其实别人死不死的,他们哪里会关心?刘备进京对他们有几个好处:
第一,董卓就会把目光转向刘备,而不会去对付他们;
第二,如果董卓被刘备干掉,从此之后,天下太平,他们依然做他们的大官,而且还有大功;
第三,如果刘备被董卓干掉,那也天下太平,他们依然不会有事。
若他们真想保举刘备的话,早就保了,何必等到现在呢?现在是想想反正也没有人能对付董卓了,皇甫嵩倒是个大人物,不过已经被调往别处,就算能回来,也是找死的。再说了,以前皇甫嵩就干不过董卓,正密谋着要董卓的命,就被调走了。卢植当然也是个人物,人家打战比皇甫嵩差不了多少,而且又有胆识又有谋略,问题是他只要一冒头,董卓一定会先灭了他。现在想来想去,卢植的学生应该不会错的。公孙瓒当然是个人物,不过太远了,而且也不可能来长安;现在看来只有刘备那小子,又没有根基,完全就是一草根,虽然跟董卓有仇,不过他死不死,关他们鸟事!
事情就这么定下来。
而此时董大胖子也在想着刘备的事情,不知道那小子现在到底在干什么事呢?要说刘备当上徐州牧,也没有这么快,现在徐州应该还在陶谦的手中,那死老头现在还没有死呢。连曹操的老爸也没有死吧?等到曹操的老爸死了之后,刘备说不准就真当上了徐州牧,到时就是一个大人物了,要想收服那就很难了。现在只是后悔怎么没有朝上说一下呢?也只怪当时根本就没有想到这一点。
吕布把收刮来的财物都放在前院里,钱有几车,粮有几十车。看来那些大官果然有不少油水。
“太师,这么一点也不过杯水车薪而已。如今大战在即,万万不可妇人之仁。该征还得征。”李儒说道。
张小良就奇怪了,这李儒怎么刮起来这么狠呢?
“此事以后再议,暂时就先这样了。收入库吧。我有些累了,你们先下去。”
他走进书房,就想起那个刺客惨死在这里,立时全身颤了一抖,跑了出来,心想老子到底应该去哪里睡呢?
看着那一间又一间的房子,心想这都是老子的,哪里不能睡?
推开一门,里面一美女正在插花。
“太师!”美女立时发现了他,然后扑了过来。
脂粉气太重。
语气也太嗲。
张小良赶紧推开了她,跑了出来。
又推开一门,发现一美女正在跳舞。
他又赶紧跑了出来。
连走了几个房间都遇到美女。
问题是他都觉得很烦。
一般情况下,如果男人遇到美女就会变成色狼,但是张小良不是这样的。因为这些美女他都不喜欢。这就是根源所在。不喜欢的原因有很多,最大的原因就是:这是董卓的女人。
虽然他现在就是董卓,但是他依然一点都不喜欢董卓。
“带我去我自己的房间,我想一个人静一静。”
终于找到一个下人,带着他到了自己的卧室里面,这里终于也没有美女。
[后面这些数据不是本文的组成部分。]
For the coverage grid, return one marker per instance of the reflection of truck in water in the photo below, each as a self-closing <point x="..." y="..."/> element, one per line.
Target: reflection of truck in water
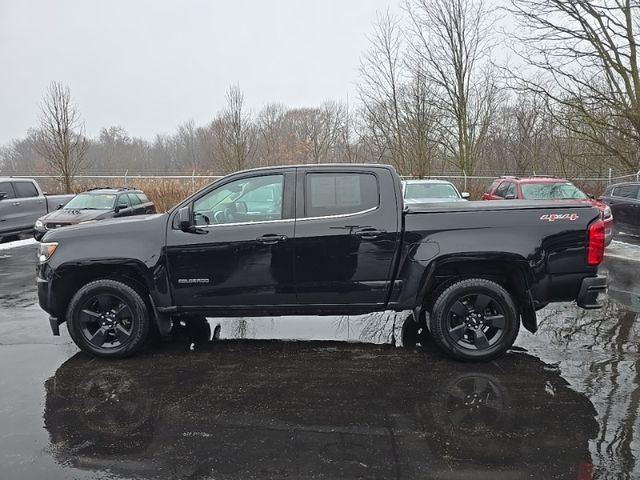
<point x="316" y="410"/>
<point x="22" y="202"/>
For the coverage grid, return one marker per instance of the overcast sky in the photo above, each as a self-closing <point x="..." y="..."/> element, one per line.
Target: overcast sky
<point x="150" y="65"/>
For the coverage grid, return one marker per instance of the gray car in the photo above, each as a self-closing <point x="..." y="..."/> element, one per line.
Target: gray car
<point x="431" y="191"/>
<point x="22" y="202"/>
<point x="624" y="200"/>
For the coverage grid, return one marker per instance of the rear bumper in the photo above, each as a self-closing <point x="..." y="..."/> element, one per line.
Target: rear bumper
<point x="45" y="299"/>
<point x="590" y="289"/>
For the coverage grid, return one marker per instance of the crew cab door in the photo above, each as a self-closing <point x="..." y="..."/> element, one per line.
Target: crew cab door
<point x="239" y="257"/>
<point x="347" y="224"/>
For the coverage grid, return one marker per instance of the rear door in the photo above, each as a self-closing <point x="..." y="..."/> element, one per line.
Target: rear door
<point x="345" y="238"/>
<point x="30" y="204"/>
<point x="8" y="208"/>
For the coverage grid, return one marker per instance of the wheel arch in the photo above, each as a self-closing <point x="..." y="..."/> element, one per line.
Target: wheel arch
<point x="508" y="270"/>
<point x="71" y="277"/>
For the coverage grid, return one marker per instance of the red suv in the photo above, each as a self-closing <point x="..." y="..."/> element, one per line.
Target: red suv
<point x="546" y="188"/>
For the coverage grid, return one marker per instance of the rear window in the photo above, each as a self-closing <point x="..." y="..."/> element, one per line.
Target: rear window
<point x="339" y="193"/>
<point x="7" y="189"/>
<point x="25" y="189"/>
<point x="416" y="191"/>
<point x="551" y="191"/>
<point x="626" y="191"/>
<point x="133" y="199"/>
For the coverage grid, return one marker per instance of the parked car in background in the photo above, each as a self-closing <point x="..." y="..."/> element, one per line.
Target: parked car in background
<point x="22" y="202"/>
<point x="430" y="191"/>
<point x="93" y="205"/>
<point x="547" y="188"/>
<point x="624" y="201"/>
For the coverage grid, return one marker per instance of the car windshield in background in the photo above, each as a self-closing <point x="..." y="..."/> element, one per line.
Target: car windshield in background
<point x="550" y="191"/>
<point x="91" y="201"/>
<point x="414" y="191"/>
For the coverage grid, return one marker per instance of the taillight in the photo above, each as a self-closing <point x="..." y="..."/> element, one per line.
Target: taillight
<point x="595" y="248"/>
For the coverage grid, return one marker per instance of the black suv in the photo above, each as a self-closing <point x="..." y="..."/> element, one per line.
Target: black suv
<point x="624" y="200"/>
<point x="93" y="205"/>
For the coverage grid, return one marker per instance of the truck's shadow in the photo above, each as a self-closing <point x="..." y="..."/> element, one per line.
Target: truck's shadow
<point x="264" y="409"/>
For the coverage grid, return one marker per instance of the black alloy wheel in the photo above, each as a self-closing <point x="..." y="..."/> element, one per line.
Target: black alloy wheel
<point x="474" y="319"/>
<point x="108" y="318"/>
<point x="106" y="321"/>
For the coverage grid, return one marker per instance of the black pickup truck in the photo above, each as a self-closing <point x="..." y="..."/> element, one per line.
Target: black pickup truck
<point x="325" y="240"/>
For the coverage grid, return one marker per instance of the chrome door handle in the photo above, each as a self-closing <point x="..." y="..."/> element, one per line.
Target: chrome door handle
<point x="369" y="233"/>
<point x="271" y="239"/>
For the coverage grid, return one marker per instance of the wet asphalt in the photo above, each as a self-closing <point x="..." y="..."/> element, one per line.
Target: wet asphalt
<point x="325" y="398"/>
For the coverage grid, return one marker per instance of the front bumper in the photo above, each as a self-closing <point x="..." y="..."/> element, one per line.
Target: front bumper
<point x="590" y="289"/>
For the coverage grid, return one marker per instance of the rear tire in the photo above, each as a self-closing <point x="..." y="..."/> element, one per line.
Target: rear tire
<point x="108" y="318"/>
<point x="474" y="320"/>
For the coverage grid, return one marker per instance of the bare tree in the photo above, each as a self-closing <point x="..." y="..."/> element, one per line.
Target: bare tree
<point x="585" y="56"/>
<point x="60" y="139"/>
<point x="452" y="44"/>
<point x="383" y="72"/>
<point x="236" y="133"/>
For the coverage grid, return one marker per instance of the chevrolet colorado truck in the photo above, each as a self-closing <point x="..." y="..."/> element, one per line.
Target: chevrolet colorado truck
<point x="322" y="240"/>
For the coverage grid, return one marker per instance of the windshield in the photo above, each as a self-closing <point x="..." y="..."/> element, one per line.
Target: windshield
<point x="551" y="191"/>
<point x="90" y="201"/>
<point x="430" y="190"/>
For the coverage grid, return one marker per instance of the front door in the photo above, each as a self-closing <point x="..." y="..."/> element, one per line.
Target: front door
<point x="346" y="237"/>
<point x="241" y="256"/>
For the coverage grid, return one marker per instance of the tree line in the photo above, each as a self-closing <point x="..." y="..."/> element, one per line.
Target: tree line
<point x="443" y="90"/>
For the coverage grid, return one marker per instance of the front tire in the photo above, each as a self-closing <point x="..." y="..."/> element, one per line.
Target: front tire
<point x="474" y="320"/>
<point x="108" y="318"/>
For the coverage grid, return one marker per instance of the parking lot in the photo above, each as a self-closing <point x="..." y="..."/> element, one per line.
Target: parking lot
<point x="327" y="397"/>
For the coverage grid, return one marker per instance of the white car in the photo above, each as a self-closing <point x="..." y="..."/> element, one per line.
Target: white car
<point x="431" y="191"/>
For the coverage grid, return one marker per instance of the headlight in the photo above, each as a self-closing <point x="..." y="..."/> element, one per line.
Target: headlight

他坐到了床上,不由得呼出一口大气。
忽然又想到了蔡琰。上次去蔡邕那里竟然还没有见面就跑回来了,真是不值啊!
上次还作诗来着呢。只是不知道她喜欢不喜欢呢?
莫非还要老子作诗一首?
看桌上有纸有笔,立时拿起写了一字,发现写得太难看。当下叫道:“来人哪,把李儒叫过来。”
不久李儒急急赶来,“太师,叫小婿何事?”
“帮我写一首诗。”
李儒不由得一呆:太师莫非真是神经错乱了?正事不干,非要写诗?
但是太师的命令他不敢不听,当下提起笔,问道:“不知何诗?”
“我住长江头。”
李儒大笔一挥,写好。
“君住长江尾,终日思君不见君,共饮长江水。”
李儒写罢,赞道:“好诗。”
张小良不由得很是得意,说道:“赶紧给我派人送去蔡邕那里,交给蔡琰,一定要亲手交过去,就说本太师偶得一诗,让她品评品评。”
李儒摇摇头叹了一口气,只得照办。
于是张小良就在房间里无所是事的等待着。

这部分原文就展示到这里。